—Et il suffira de mon absence pour effacer de nouveau cet importun souvenir, n'est-ce pas?... Fort bien, je comprends votre silence. C'est une réponse comme une autre; mais heureusement, madame, je n'ai pas les mêmes facultés oblitatives: excusez ce barbarisme. Moi, je me souviens parfaitement que je suis votre mari, surtout en vous voyant si charmante; aussi je viens vous demander pardon de vous avoir négligée si longtemps....
—Il est inutile, monsieur, de me demander pardon d'un abandon que je ne ressens pas, que je n'ai pas ressenti...
—Sans doute; aussi mon excuse est-elle seulement un acquit de conscience, un moyen d'amener la grâce que je viens solliciter de vous...
—Je vous écoute, monsieur... Mais jusqu'ici vous parlez en énigmes.
—Vraiment,—dit-il en me jetant un regard d'une profonde méchanceté,—vraiment, je parle en énigmes? Eh bien, voici le mot de celle-ci: il m'est impossible de vivre plus longtemps sans vous... et je vous prie de mettre un terme à cette trop longue séparation. Je haussai les épaules de pitié sans dire mot.

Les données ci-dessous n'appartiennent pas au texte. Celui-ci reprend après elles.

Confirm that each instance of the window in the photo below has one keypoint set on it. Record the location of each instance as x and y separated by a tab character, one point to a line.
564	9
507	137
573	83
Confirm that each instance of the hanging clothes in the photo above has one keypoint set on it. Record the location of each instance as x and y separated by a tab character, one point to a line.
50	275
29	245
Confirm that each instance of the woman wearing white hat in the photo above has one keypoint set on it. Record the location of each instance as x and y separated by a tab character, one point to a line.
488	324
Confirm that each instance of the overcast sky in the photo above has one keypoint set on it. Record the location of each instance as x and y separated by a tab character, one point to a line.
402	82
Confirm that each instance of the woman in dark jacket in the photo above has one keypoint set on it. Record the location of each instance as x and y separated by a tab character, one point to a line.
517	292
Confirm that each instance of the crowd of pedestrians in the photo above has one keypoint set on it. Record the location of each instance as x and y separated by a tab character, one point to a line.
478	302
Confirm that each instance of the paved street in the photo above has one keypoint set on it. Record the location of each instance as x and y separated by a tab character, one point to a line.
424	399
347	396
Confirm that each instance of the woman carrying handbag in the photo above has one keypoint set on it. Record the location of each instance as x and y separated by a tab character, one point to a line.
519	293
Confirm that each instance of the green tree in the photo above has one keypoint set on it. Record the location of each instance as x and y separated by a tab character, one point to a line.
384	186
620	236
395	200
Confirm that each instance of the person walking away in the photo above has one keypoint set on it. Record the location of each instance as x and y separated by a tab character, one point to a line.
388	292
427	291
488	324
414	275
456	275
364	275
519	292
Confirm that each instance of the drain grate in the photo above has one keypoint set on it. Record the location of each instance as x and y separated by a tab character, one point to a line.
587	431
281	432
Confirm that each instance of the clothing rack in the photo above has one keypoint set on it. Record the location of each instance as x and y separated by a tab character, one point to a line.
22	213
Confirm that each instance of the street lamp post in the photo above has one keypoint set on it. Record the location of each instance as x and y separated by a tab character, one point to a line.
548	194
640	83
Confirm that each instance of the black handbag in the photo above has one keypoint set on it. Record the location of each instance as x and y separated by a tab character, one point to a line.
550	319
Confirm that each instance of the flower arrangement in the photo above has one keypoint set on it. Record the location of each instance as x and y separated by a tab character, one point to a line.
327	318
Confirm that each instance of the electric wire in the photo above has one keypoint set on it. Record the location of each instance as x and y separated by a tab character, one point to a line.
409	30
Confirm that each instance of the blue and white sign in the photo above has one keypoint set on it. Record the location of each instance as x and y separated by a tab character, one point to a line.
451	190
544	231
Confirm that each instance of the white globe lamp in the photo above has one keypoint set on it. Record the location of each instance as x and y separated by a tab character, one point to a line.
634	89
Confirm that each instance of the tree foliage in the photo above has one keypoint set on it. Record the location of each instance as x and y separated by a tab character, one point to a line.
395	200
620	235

—Vous croyez peut-être que je plaisante?
—Je n'ai rien à vous répondre, monsieur...
—Je vous dis, madame, que je vous parle sérieusement.
—Je vous dis, monsieur, que cet entretien a trop duré; il est incroyable que vous veniez chez moi me tenir de pareils discours...
—Chez vous?... comment, chez vous?—reprit-il avec un éclat de rire sardonique.—Ah çà! vous perdez donc la tête... Ce serait déjà beaucoup si, comme chef de notre communauté de biens, à titre universel, notez bien cela... à titre universel... je vous permettais de dire chez nous... car vous êtes ici chez moi.